The Appellate Division, Fourth Judicial Department overturned an earlier State Supreme Court ruling granting eminent domain powers to National Fuel Gas in order to cross the 200-acre parcel owned by Joseph and Theresa Schueckler. The property lay in the path of the proposed 97-mile $455 million Northern Access pipeline.
While National Fuel officials are still hopeful about the project’s future, the Schueckler’s attorney Gary Abraham thinks differently. “The pipeline is dead,” he said.
Dozens of streams and creeks are also in the pipeline’s path, which require DEC permission to cross. The DEC asked National Fuel Gas to use horizontal drilling to minimize stream disruptions. The company said it was unnecessary in most streams.
The 12-page ruling acknowledges the state Department of Environmental Conservation (DEC) denied a Water Quality Certificate under the federal Clean Water Act, which National Fuel Gas has challenged in the Second Circuit U.S. Federal Court in New York City.
National Fuel Gas claimed DEC took longer than the one year allowed to review the company’s application for a Water Quality Certificate. The DEC said both parties had agreed to extend the deadline.
Last year, the Federal Energy Regulatory Commission (FERC), which controls interstate transmission of natural gas, agreed with a National Fuel Gas request to approve the project with conditions.
One of the conditions is that National Fuel Gas obtain a Water Quality Certificate from DEC. National Fuel Gas sued FERC in Federal Court in the District of Columbia to remove the conditions. The ruling states that “It is indisputable, however, that if the Water Quality Certificate denial is ultimately upheld, the pipeline cannot be built.”
The appellate ruling will apply to others still fighting eminent domain proceedings by National Fuel Gas.
Abraham, of Great Valley, noted another portion of the appellate decision stated: “Only a viable public project can force respondents to surrender their rights in their land.” He said there will be no eminent domain “unless and until National Fuel Gas can prevail against DEC” in the Second Circuit or against the FERC conditions in the D.C. Circuit.
“They don’t have authorization from FERC to begin construction,” Abraham said.

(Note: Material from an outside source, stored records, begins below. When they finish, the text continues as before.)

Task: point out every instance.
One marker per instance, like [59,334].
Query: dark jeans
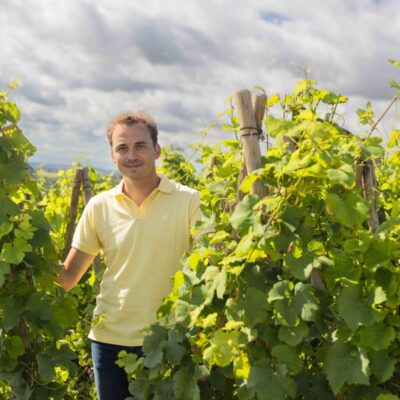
[111,380]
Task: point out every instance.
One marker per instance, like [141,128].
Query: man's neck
[139,190]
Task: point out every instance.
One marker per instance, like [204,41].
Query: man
[143,227]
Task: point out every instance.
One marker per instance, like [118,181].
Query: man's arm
[75,265]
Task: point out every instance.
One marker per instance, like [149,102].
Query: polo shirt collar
[165,186]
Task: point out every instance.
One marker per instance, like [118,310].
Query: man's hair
[131,119]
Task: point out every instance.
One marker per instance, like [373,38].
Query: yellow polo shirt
[142,248]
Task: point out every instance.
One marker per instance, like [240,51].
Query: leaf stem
[395,98]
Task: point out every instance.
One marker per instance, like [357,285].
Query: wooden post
[87,195]
[250,137]
[73,210]
[369,186]
[259,105]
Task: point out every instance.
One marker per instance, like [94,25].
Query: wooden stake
[370,184]
[87,195]
[73,210]
[259,105]
[250,137]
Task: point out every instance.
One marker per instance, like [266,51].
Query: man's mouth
[133,165]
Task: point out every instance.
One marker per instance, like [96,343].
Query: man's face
[133,152]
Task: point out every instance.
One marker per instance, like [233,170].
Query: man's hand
[75,265]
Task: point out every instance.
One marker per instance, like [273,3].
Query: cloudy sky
[81,62]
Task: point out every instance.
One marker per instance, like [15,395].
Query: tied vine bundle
[291,296]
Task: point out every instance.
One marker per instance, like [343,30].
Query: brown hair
[133,118]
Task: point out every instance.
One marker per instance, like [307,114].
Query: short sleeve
[85,237]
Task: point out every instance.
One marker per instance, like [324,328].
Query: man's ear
[112,155]
[157,149]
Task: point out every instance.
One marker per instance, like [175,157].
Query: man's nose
[132,154]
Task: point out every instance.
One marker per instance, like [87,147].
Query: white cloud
[83,62]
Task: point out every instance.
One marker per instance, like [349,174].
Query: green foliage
[292,296]
[34,314]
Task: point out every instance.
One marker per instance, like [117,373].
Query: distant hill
[53,167]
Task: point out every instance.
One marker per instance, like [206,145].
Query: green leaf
[255,306]
[345,364]
[382,365]
[153,346]
[267,384]
[14,346]
[344,176]
[223,348]
[302,266]
[185,386]
[248,183]
[288,356]
[351,211]
[175,351]
[5,228]
[243,216]
[4,270]
[182,310]
[395,63]
[12,314]
[377,337]
[387,397]
[293,335]
[46,367]
[277,127]
[305,302]
[355,309]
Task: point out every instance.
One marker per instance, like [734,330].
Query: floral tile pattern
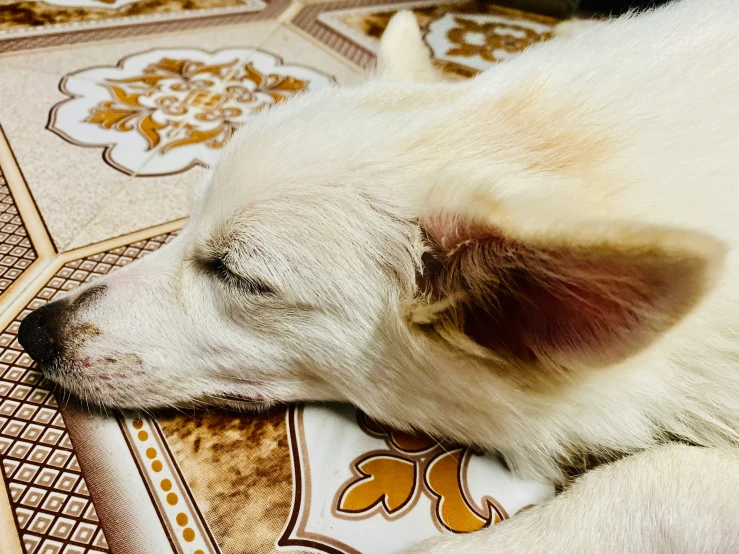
[464,37]
[382,490]
[173,109]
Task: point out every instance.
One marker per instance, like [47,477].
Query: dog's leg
[670,499]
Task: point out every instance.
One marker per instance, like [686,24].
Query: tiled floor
[111,111]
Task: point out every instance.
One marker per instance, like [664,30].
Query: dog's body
[543,261]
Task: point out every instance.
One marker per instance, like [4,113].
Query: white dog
[542,261]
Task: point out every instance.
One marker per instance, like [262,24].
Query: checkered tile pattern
[47,491]
[16,250]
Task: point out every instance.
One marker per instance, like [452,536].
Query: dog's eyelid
[218,267]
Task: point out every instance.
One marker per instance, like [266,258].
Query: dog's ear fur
[403,56]
[587,297]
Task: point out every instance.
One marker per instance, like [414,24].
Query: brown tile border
[27,236]
[307,21]
[74,35]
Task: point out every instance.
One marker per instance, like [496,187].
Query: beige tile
[70,184]
[146,202]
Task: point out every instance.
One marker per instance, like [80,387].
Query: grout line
[8,525]
[121,240]
[27,208]
[323,46]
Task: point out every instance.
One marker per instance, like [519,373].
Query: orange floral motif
[413,464]
[178,102]
[471,38]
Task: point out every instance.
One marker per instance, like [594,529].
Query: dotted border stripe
[170,492]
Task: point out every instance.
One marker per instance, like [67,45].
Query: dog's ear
[582,297]
[403,56]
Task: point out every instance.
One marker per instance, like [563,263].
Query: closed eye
[217,268]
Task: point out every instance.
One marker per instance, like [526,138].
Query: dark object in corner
[566,8]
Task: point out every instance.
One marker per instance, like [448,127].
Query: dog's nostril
[37,338]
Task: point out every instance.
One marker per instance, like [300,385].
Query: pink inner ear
[566,304]
[592,315]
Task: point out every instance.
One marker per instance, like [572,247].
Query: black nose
[38,333]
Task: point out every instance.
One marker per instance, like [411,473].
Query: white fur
[321,198]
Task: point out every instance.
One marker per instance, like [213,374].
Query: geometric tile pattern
[16,250]
[52,506]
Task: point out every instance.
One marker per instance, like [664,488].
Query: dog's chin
[237,402]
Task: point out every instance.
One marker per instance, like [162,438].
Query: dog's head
[336,253]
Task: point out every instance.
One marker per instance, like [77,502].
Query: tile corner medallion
[168,110]
[464,37]
[16,250]
[362,487]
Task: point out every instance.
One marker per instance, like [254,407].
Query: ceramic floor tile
[463,37]
[69,184]
[16,251]
[29,25]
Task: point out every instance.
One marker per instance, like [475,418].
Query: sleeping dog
[542,261]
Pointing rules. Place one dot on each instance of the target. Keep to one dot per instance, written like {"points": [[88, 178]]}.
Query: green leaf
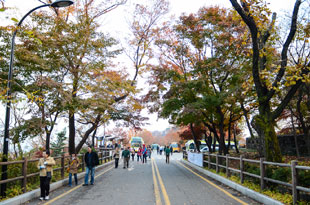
{"points": [[14, 19]]}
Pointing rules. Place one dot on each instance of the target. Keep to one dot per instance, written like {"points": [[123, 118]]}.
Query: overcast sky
{"points": [[115, 22]]}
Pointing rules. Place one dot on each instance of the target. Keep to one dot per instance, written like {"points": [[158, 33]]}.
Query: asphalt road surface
{"points": [[152, 183]]}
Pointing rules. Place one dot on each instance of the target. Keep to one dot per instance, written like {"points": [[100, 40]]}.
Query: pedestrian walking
{"points": [[144, 154], [126, 157], [45, 165], [149, 152], [167, 152], [139, 154], [116, 157], [91, 161], [73, 168], [161, 150], [133, 154]]}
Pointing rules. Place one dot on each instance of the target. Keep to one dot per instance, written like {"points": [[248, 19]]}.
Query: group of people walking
{"points": [[46, 163], [143, 153]]}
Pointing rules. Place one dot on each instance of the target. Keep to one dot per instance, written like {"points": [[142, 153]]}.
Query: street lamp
{"points": [[56, 4]]}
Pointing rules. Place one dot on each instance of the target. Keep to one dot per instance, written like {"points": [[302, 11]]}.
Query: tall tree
{"points": [[255, 16]]}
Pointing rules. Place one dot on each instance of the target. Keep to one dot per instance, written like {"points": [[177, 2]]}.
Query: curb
{"points": [[245, 191], [23, 198]]}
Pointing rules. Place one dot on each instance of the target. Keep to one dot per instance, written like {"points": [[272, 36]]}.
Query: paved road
{"points": [[152, 183]]}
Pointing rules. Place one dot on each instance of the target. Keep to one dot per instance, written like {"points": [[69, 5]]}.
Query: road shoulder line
{"points": [[162, 186], [71, 190], [245, 191], [156, 188]]}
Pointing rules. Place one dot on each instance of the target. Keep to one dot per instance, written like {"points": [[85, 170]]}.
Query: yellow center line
{"points": [[156, 188], [211, 183], [71, 190], [162, 186]]}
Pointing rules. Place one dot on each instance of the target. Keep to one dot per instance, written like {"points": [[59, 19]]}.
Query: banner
{"points": [[195, 158]]}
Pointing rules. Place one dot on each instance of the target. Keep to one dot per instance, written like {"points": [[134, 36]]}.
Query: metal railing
{"points": [[104, 155], [293, 185]]}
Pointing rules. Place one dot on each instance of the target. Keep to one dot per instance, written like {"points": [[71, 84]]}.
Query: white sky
{"points": [[115, 22]]}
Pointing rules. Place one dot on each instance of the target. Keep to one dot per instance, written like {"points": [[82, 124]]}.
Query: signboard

He cited one portion of the decision, which said: “given the State’s WQC denial, there simply is no viable public project. Consequently, petitioner [National Fuel] has no right to force respondents [the Schuecklers] to sell something that is not for sale.”
National Fuel Gas spokesman Karen Merkel said Wednesday, “The litigation surrounding the Northern Access Project has been significant over the last two years involving federal, state and local jurisdictions. Interstate pipeline projects are regulated by FERC under the federal Natural Gas Act.”
In an email Merkel said, “The federal approval received from the Federal Energy Regulatory Commission and FERC’s Aug. 6 Order that the NY DEC waived the ability to issue or deny a Clean Water Action Section 401 permit for the Northern Access project remain in force.
“National Fuel remains committed to this project and is pleased that we have secured agreements more than 500 property owners along the 97-mile proposed pipeline route. At this point we are considering our appellate options based on this ruling,” Merkel said.
National Fuel Gas President and CEO Ron Tanski said during a Nov. 2, earnings conference call: “Our Northern Access project received a boost by way of a favorable determination by FERC that the NY DEC exceeded their allowed time to either approve or deny a water quality certification.
“While we are still a couple of years and likely a few legal challenges away from constructing this project, it’s a giant step in the right direction. We anticipate that this will likely be a 2022 project,” Tanski said.
The project would employ about 1,700 workers during construction, generate $11.8 million in annual sales taxes and a one-time $8 million sales tax impact.
The pipeline would move natural gas from the Marcellus shale fields of Pennsylvania into Western New York for residential and commercial supplies as well as the export market.